Digital yuan push for fully cashless society on course to pay off

New money system to be set up by Beijing will be convenient for the public, make life harder for criminals and may help counter US dollar dominance

China is moving closer to launching a sovereign digital currency. Released ahead of the fifth plenum, the central government’s major policy meeting, the draft law by the country’s central bank will establish the digital yuan, formally known as the Digital Currency Electronic Payment (DCEP) system, on par with the fiat currency. Though no firm date has been set, the speed and ambition with which Beijing has moved to set up a digital yuan will likely realise a fully cashless society sooner than anyone.

The formal legal framework for the digital yuan means it is effectively a fiat currency backed by the central bank for every yuan it issues, whether electronically or in print. It will be treated as what economists call M0, that is, the same as paper notes and coins in circulation. The potential convenience and ease of use are obvious. Distributed through commercial banks, you can go to any outlet and withdraw yuan with the options of receiving physical notes or their digital equivalents.

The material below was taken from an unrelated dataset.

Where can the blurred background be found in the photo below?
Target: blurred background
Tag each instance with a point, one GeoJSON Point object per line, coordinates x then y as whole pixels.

More importantly for Beijing, the new money system will offer the central bank and other financial policymakers a real-time view of how money is being used. For the first time, authorities will know where every yuan goes and how it’s spent. Such insights will literally give a greater bang for the buck or yuan, on how authorities formulate, and respond with, monetary policy, stimulus spending, and dealing with inflation and deflation, as well as recession and other economic conditions.

As China’s dominant players in e-payment platforms, Ant Group’s Alipay and Tencent Holdings’ ­WeChat Pay have shown how such big data can yield deep insights into the behaviour of hundreds of millions of users. Ant is an affiliate of this newspaper’s owner Alibaba Group Holding. Chinese authorities will have even greater data access, dovetailing with Beijing’s enunciation of data as a factor of production and a monetisable asset within the national economy.

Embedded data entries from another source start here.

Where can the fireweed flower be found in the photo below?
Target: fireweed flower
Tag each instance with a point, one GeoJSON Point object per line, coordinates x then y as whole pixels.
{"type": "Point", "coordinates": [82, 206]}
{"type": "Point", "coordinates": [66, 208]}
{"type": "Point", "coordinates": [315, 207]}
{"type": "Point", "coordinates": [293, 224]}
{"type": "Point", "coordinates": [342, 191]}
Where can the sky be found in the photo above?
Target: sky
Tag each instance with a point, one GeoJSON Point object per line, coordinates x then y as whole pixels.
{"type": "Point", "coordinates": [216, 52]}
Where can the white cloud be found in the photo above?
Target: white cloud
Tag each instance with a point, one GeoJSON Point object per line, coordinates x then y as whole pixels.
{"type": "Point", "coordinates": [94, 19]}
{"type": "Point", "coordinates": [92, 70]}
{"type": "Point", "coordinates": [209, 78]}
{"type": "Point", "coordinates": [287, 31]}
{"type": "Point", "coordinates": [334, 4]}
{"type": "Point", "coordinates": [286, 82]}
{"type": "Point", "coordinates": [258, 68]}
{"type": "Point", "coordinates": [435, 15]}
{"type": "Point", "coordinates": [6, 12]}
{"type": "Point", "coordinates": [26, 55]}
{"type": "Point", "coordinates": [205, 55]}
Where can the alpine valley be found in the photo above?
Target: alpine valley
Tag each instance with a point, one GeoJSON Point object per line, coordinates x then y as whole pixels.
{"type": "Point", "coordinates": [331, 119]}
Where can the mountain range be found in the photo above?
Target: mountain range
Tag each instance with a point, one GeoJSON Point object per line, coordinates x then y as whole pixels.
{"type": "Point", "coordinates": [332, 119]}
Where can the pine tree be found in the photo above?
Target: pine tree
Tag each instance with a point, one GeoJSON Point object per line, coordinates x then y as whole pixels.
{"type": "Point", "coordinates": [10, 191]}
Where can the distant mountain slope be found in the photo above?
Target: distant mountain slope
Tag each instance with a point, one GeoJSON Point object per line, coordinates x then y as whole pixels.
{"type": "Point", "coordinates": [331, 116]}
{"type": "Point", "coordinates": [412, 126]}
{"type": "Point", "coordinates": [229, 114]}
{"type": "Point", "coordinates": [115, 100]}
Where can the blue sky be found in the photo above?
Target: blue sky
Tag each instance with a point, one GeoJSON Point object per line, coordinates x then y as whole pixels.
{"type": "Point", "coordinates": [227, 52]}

And as money flows and trails are tracked, corruption, tax evasion, money laundering, terrorist financing and other financial crimes will become much more difficult, at least until criminals get smarter.

Meanwhile, as the rivalry between China and the United States turns increasingly toxic, Beijing has every incentive to counter the US dollar dominance. It remains to be seen how the digital yuan will help internationalise the currency. Much depends on whether users will find it easier, cheaper and safer to use, and whether foreign markets can access it.

There is much irony in China’s pioneering efforts. Cyber currencies such as bitcoin have been the dream and hope of Western anarchists, libertarians and hackers to get away from fiat money and state control. Beijing is turning their ambitions upside down.